2012年03月09日

悲しい事件

1か月近くブログを更新できなかったのは、忙しかったからという単純な理由からではない。引っ越しによる新しい生活の組み立て、新しい職場環境での慣れない作業、いろんな雑務によってこの場から遠ざかっていた。20分もあれば、更新できる日記調のこのブログでさえも、継続させるにはそれなりに意志の力が必要だ。

仕事に関する悩みは、次回のブログ更新に回すとして、今日久しぶりに更新しようと思ったのは、悲しいニュースを人づてに聞いたからだ。

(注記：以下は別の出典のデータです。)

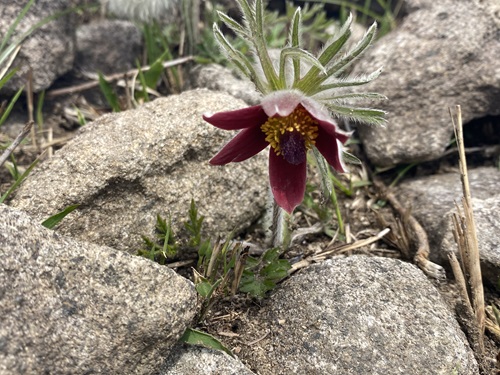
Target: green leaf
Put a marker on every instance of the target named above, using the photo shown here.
(204, 289)
(353, 81)
(233, 25)
(366, 115)
(109, 94)
(337, 68)
(276, 271)
(20, 179)
(8, 76)
(350, 158)
(270, 255)
(295, 37)
(362, 95)
(10, 106)
(52, 221)
(296, 54)
(194, 337)
(194, 225)
(326, 181)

ここローマの前の勤務地、南ダルフール州の州都ニアラで、僕の昔の同僚が2日前に武力集団に誘拐されたということを知ったからだ。朝の通勤時、彼はドライバーと一緒に事務所へ向かう。2日前のその時に、2人ともさらわれた。しかし、現地人であるドライバーは、ニアラの街から1時間ほど車で走ったところ辺りで解放された。そして、イギリス人である彼は、武力集団のアジトと目されているジャブラマラという地域まで連れ去られ、行方が分からなくなってしまった。

詳しく調べていないが、どうやら事件の後ろにはスーダンとイギリス政府との政治的いざこざがあったようなのだが、そんなことに彼はイギリス人だという事実以外は全く関与していない。

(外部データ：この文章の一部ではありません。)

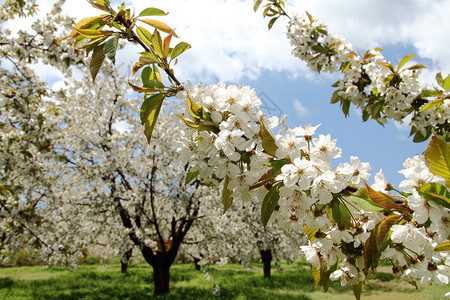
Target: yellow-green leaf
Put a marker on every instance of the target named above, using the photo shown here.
(357, 289)
(437, 156)
(268, 142)
(86, 23)
(270, 202)
(189, 123)
(316, 276)
(387, 66)
(158, 25)
(443, 247)
(383, 200)
(227, 195)
(432, 104)
(193, 108)
(166, 44)
(179, 48)
(404, 61)
(382, 229)
(111, 47)
(157, 43)
(191, 175)
(96, 61)
(149, 113)
(141, 89)
(151, 11)
(144, 35)
(93, 34)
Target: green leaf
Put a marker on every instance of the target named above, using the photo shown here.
(227, 195)
(159, 25)
(189, 123)
(93, 34)
(436, 193)
(272, 21)
(404, 61)
(387, 66)
(446, 83)
(419, 137)
(311, 19)
(416, 66)
(341, 214)
(111, 47)
(141, 89)
(144, 35)
(428, 93)
(149, 79)
(374, 243)
(276, 166)
(179, 48)
(336, 97)
(96, 61)
(383, 200)
(382, 229)
(365, 204)
(88, 23)
(440, 79)
(310, 233)
(151, 11)
(316, 276)
(346, 107)
(443, 247)
(432, 104)
(193, 108)
(357, 289)
(437, 157)
(318, 48)
(191, 175)
(270, 203)
(149, 113)
(157, 43)
(268, 142)
(256, 5)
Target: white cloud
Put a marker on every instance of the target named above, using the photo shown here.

彼とは、1年近く仕事を一緒にした仲間だ。宿舎でも隣の部屋だったので、家族構成などのプライベートなこともよく話し合ったとても気の合う仲間だ。ここローマに転勤してきてからも、時々スカイプで連絡を取っていた。そんな彼が、誘拐されたと知って、半ば信じがたく、インターネットで調べたがそのニュースは、多少の間違いは含まれていても、名前や職業などは記されていて確認が取れた。

1年ほど前に僕のスタッフが誘拐された時には、1か月近くも拘留されていた。それでも、生きて帰って来られたので、なによりだが、今回も同様に無事であってほしい。家族は、彼のことを心配していることだろう。娘さんが2人いるのだが、家族のことを考えると、とても胸が痛む。

そして、今ニアラの事務所では、引き渡し交渉の対策本部が作られていることだろう。通常業務そっちのけで、忙しくしているに違いない。誘拐された彼本人、その周りにいる同僚たち、そして彼の家族、それぞれが今後どんどん疲弊していく。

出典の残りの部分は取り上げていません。